Perspective | Open Access
Michael Wooldridge, "What Is Missing from Contemporary AI? The World", Intelligent Computing, vol. 2022, Article ID 9847630, 3 pages, 2022. https://doi.org/10.34133/2022/9847630
What Is Missing from Contemporary AI? The World
In the past three years, we have witnessed the emergence of a new class of artificial intelligence systems–—so-called foundation models, which are characterised by very large machine learning models (with tens or hundreds of billions of parameters) trained using extremely large and broad data sets. Foundation models, it is argued, have competence in a broad range of tasks, which can be specialised for specific applications. Large language models, of which GPT-3 is perhaps the best known, are the most prominent example of current foundation models. While foundation models have demonstrated impressive capabilities in certain tasks—natural language generation being the most obvious example—I argue that because they are inherently disembodied, and they are limited with respect to what they have learned and what they can do. Foundation models are likely to be very useful in many applications: but they are not the end of the road in artificial intelligence.

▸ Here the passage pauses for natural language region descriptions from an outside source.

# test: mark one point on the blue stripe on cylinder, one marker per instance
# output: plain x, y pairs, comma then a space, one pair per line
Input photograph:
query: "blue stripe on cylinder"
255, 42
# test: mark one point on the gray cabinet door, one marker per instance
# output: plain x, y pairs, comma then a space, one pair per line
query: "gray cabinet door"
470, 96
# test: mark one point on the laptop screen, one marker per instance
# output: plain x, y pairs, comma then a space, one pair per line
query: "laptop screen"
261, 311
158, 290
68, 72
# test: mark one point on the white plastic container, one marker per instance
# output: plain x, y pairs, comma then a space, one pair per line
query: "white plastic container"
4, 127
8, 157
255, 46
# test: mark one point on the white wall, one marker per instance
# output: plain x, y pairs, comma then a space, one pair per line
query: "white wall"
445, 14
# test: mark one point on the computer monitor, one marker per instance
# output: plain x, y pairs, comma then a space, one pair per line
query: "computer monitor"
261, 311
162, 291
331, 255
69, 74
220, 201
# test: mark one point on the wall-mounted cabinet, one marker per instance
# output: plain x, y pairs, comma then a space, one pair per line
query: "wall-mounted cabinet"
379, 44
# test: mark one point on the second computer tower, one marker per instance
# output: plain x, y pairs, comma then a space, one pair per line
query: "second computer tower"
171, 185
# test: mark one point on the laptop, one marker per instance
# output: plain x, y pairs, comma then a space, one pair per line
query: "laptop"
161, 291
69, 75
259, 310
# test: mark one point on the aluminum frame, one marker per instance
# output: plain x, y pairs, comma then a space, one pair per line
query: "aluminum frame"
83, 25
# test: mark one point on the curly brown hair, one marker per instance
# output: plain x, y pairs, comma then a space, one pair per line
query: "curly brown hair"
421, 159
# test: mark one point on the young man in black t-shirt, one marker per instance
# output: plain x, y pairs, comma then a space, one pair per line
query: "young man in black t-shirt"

1. Data, Compute Power, and Competence in AI
Over the past 15 years, the speed of progress in artificial intelligence (AI) in general, and machine learning (ML) in particular, has repeatedly taken seasoned AI commentators like myself by surprise: we have had to continually recalibrate our expectations as to what is going to be possible and when. For example, at the start of the new millennium, it felt like practical automated translation tools were a still a remote prospect, and that much research was going to be required before this problem was really solved. But at some point over the past 15 years, this technology became routine—this miracle of the modern age is now taken for granted. Time and time again this century, we have seen AI leap past benchmark problems: in 2011, IBM’s Watson program beat expert human players in the notoriously difficult Jeopardy game show ; in 2013, DeepMind unveiled Atari-playing programs that learned to play a range of 8-bit video games just by repeatedly playing them, using no more than access to the game’s video feed and current score ; in 2016, DeepMind effectively solved Go, in a series of matches against a human grand master which made world headlines ; they followed this up with progressively more startling achievements in computer game playing, with world-beating chess programs training themselves to play in a matter of hours ; and finally, in 2021, the AlphaFold system demonstrated an unprecedented level of performance in the fundamental protein folding problem . It is generally accepted that these breakthroughs—and the many others that I have not mentioned here—are in part a consequence of scientific developments in machine learning (new machine learning architectures and refined training algorithms), but just as importantly, the use of large training data sets is coupled with extensive compute resources. While the fundamental machine learning algorithms underpinning the current resurgence of AI have been around for decades (gradient descent in particular), the latter has been only available in practice this century.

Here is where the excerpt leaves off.